# Lets talk Tetra's!



## yamadog (Oct 7, 2012)

Ok, I know tetra's have been discussed many times before.....What I haven't read to much about is swimming level of them all. In my 135 gallon 6 foot tank, I have amased agroup of about 30 Serpae Tetras. I am very happy with how well they school (usually two large groups), but they mainly stick to the lower third of the tank. I also have a smaller group (10) of zebra danios that swim almost exclusively at the water line. What i'm looking for is a more colorful tetra, or other type of fish all together, that school and swim in the upper third of the tank. I tried cherry barbs and they don't school at all and swim all over the tank.....So, what have ya got? Thanks. Jason


----------



## JoeE (Jun 11, 2012)

Blue tetras apparently like to swim at the top of the tank. Somewhat hard to find, though.

Hatchetfish (not tetras, but still characins) will swim at the top of the tank exclusively, but they are somewhat expensive, a bit skittish and require a tight lid as they like to jump out of the tank.


----------



## yamadog (Oct 7, 2012)

I thought about hachet's but I think they are weird looking.....I wanted something with some color too. I'll definatly check out blue tetra's. Jason


----------



## Chromedome52 (Jul 25, 2009)

Bloodfins and their relatives tend to stay near the surface, they are basically the Tetra equivalent of Danios (Danios are Cypriniforms, Tetras are Characiforms). It is strange that Blue Tetras are hard to find these days, as they used to be one of the most common Tetras. Some of their relatives are very unique looking and also used to be regularly found in the hobby, but have strangely vanished from commercial sources. If you should reconsider Hatchets, there are a couple of interesting dwarf species in the genus _Carnegiella_.

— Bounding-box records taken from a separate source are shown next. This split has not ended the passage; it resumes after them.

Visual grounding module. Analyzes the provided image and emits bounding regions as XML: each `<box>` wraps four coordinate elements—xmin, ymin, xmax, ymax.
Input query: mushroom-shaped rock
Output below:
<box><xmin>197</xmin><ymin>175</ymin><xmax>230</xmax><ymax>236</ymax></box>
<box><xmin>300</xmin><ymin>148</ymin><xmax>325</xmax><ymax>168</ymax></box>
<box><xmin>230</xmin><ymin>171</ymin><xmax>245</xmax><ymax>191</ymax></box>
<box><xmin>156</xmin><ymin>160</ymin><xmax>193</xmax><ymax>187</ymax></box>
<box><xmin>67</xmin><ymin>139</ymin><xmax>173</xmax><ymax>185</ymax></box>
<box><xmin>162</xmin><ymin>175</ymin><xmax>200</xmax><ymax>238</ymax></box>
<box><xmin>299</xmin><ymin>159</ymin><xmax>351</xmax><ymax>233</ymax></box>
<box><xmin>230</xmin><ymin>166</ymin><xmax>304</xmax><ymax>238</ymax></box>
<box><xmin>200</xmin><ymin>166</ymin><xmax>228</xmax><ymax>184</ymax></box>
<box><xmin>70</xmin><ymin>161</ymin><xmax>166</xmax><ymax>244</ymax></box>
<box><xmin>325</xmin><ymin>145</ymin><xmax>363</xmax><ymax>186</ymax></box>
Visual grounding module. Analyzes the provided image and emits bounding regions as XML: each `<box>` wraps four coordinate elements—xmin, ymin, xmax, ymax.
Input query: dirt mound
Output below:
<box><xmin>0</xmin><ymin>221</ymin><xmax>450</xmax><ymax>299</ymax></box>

I can think of a few others, but they tend to be very large. They are also harder to come by, as people rarely want large Tetras. Pink Tail Chalceus is one that comes to mind.


----------



## mambee (Apr 13, 2003)

How about Harlequin Rasboras?


----------



## BelieveInBlue (Jul 17, 2011)

Not tetras, but IME they prefer the middle to upper regions of the tank. My cardinals also stay near the top/middle, and so do silvertips.


----------



## yamadog (Oct 7, 2012)

Thanks for the info everybody.... Believeinblue- When you say not tetras, are you refering to the Harlequin rasbora sugestion? Jason


----------



## mambee (Apr 13, 2003)

I think that is what is saying.


----------



## yamadog (Oct 7, 2012)

So I ended up with a shoal of black neons....They were on sale for a buck each and the local store. While not as colorful as I wanted, they look really great in the tank. And I also ended up with more serpae's as well.So that makes for about 50 serpae's and 25 black neons. The two species swim where I want them (serpaes in the lower half, and black neons in the upper half)and when schooling, they look great. These guys are all in a south american eartheater tank and it looks great!


----------